Confidential Clean Rooms
In the DEPA training framework, datasets are brought together and processed in secure environments known as confidential clean rooms. Confidential clean rooms intend to meet a set of privacy and security goals through technical measures. This includes:
- Prevent inappropriate access to raw data or other intermediate data through technical enforcement.
- Allow TDPs to retain control over the data they've shared without trusting any third party.
- Allow TDCs to retain control over the models they are training without trusting any third party.
- Enforce constraints on data usage defined in contracts. This includes noise addition during analytics and training in line with the long-term goal of differential privacy.
- Support flexible, scalable, and extensible training so that TDCs can choose when and what kinds of models they wish to train.
- Provide open and transparent implementations for all infrastructure components.
Confidential Computing
Confidential clean rooms are based on novel security features for confidential computing. Confidential computing, available in most modern CPUs and GPUs (Intel SGX and TDX, AMD SEV-SNP, ARM CCA and NVIDIA Confidential GPUs), utilizes hardware-based Trusted Execution Environments (TEEs) to isolate code and data of a given task from the rest of the platform, including privileged entities such as server administrators and hackers who may have compromised the platform. Therefore, the task can be trusted with sensitive data, as hardware memory encryption and access control ensure it will be accessible only to the TEE code.
A core feature of confidential computing is remote attestation: the TEE code can request the hardware to attest a given message (such as a public key), together with the digests of its binary image and configuration, measured when the TEE was created. The attestation is signed with a key unique to the CPU and is backed by a public-key certificate for the platform (endorsed by the hardware vendor). By verifying this signature, a user can thus authenticate the TEE’s code and hardware platform before trusting it with sensitive data.
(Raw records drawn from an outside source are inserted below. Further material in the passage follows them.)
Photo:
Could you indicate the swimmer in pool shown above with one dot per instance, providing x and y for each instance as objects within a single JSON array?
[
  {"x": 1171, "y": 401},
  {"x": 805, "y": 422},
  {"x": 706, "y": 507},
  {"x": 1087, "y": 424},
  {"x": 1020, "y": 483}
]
Confidential Clean Rooms using Confidential Containers
Trusted Execution Environments or TEEs can be used to host a variety of workloads, ranging from individual processes to full virtual machines. The DEPA training framework relies on a special class of TEEs that can host containerized workloads with the ability to generate a full workload attestation; we refer to these TEEs as confidential containers.
Confidential containers are already supported by most cloud platforms, including AWS Nitro Enclaves, Confidential Spaces on GCP and Confidential Azure Container Instances on Azure.
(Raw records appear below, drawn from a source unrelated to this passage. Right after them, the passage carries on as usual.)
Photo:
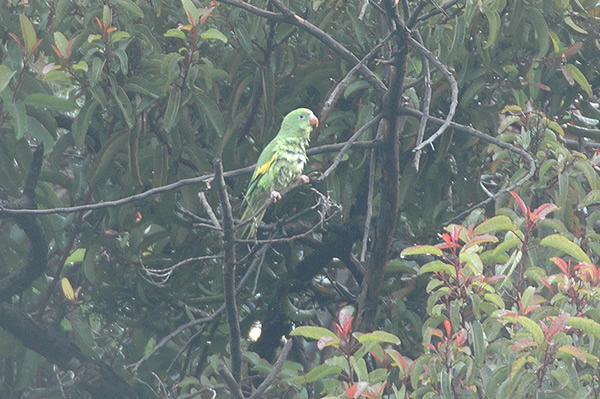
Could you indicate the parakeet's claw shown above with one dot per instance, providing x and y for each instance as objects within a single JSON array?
[
  {"x": 275, "y": 196},
  {"x": 305, "y": 179}
]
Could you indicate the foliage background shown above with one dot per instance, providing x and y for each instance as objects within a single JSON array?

A confidential clean room utilizes confidential containers to host a set of containers which together load encrypted datasets, execute an ML pipeline, and generate an encrypted model. The clean rooms ensures the following properties:
- Raw datasets are decrypted only within the confidential clean room.
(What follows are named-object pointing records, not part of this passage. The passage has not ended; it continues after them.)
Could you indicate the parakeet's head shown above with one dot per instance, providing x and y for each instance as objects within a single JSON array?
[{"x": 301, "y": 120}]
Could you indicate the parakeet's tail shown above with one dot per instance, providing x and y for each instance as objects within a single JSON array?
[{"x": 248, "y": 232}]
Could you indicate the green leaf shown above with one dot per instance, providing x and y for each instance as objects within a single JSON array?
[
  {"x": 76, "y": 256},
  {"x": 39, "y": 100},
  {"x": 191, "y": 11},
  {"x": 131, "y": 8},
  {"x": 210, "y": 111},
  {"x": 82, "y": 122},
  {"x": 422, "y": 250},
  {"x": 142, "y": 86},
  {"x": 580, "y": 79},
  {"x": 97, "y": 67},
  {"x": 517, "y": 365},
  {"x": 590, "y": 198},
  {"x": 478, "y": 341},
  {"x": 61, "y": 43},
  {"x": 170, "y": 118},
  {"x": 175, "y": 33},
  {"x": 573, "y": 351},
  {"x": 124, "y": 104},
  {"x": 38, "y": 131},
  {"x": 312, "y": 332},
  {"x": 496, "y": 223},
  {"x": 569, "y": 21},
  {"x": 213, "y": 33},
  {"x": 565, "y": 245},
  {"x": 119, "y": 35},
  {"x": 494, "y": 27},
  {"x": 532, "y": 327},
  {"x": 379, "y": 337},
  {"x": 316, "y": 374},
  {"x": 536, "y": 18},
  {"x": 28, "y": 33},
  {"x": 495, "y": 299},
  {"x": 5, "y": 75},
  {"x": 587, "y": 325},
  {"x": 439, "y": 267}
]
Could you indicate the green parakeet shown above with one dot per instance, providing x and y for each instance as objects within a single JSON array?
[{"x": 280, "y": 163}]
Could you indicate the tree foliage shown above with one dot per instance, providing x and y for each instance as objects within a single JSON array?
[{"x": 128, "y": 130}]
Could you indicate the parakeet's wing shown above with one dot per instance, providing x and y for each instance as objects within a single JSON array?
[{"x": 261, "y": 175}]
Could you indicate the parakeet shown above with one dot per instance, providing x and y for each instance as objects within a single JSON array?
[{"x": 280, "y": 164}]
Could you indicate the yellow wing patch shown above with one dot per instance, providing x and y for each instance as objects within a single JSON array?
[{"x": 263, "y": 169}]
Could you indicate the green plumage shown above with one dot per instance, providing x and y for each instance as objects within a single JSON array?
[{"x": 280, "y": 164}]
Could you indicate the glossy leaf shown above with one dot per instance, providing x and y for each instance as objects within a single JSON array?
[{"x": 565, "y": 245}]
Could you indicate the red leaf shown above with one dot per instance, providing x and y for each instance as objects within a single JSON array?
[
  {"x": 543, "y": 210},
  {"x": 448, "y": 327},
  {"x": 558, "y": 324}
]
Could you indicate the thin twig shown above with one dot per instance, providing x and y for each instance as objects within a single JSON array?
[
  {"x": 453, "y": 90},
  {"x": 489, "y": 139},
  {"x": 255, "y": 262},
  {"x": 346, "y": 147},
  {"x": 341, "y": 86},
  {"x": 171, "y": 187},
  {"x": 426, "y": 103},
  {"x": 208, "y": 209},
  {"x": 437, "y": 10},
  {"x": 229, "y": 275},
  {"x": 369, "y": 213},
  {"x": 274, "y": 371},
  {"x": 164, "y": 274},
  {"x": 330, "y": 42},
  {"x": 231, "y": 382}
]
- Raw datasets and all intermediate state generated in the clean room remains protected from all entities including the TDC, clean room provider, and the cloud environment.
- CCRs execute an ML pipeline only in accordance with one or more signed contracts.
- Any outcomes generated by the confidential clean room are released only after meeting constraints specified in the contracts.
- The entire clean room environment is fully attestable i.e., capable of generating hardware-based cryptographic attestations that capture the entire training pipeline.
- After training completes, all sensitive state from the clean room is scrubbed before the clean room is terminates and any assigned resources (such as compute, memory and devices) are released.
Training Workflow
In the DEPA training framework, TDCs employ confidential clean rooms to train their models on datasets based on contracts signed with TDPs and registered with the contract service. The overall training workflow is as follows.
TDC provides the CCR provider with a description of the model they wish to train, including signed contracts permitting the TDC to access the datasets required for training.
In preparation for the training job, the CCR provider may download and cache encrypted datasets into their own local storage. This is purely for efficiency as the CCR provider will not be able to decrypt the datasets.
CCR provider creates a confidential clean room using SRO certified code.
During launch, the CCR verifies authenticity and validity of contracts. The CCR terminates if any of the provided contracts are not correctly signed (e.g., if the identities of the signers have expired) or no longer valid (e.g., have been revoked).
CCR use a key release protocol to obtain data and model encryption keys from key management services hosted by TDPs. As part of the key release protocol, CCR SHOULD provide attestation evidence to the key management service. Evidence MAY include raw attestation reports along with certificates issued by the hardware manufacturer OR attestation tokens issued by an attestation service.
Key management services independently verify evidence against key release policies configured by the TDP, perform additional book keeping (such as track privacy budgets), and release data encryption keys securely to the CCR.
CCR uses encryption keys to decrypt the datasets and model. The CCR ensures that decrypted models and datasets are appropriately protected from the hosting platform, including the CCR provider.
The datasets may be pre-processed within the CCR e.g., aggregate or join as long as the operations are permitted by contracts.
The CCR loads the model and trains the model on the pre-processed dataset as per the model configuration. The CCR may partition the dataset into train and test dataset as per TDC requirements. Training must meet all constraints specified in the respective contracts. For example, CCR must use certified training algorithm to inject appropriate noise in the model weights so as to stay within the privacy budget allocated for each dataset.
During the training process, the CCR may notify the contract service.
After training is complete, the CCR makes the trained model available to the TDC along with metrics such as loss and accuracy on the validation dataset.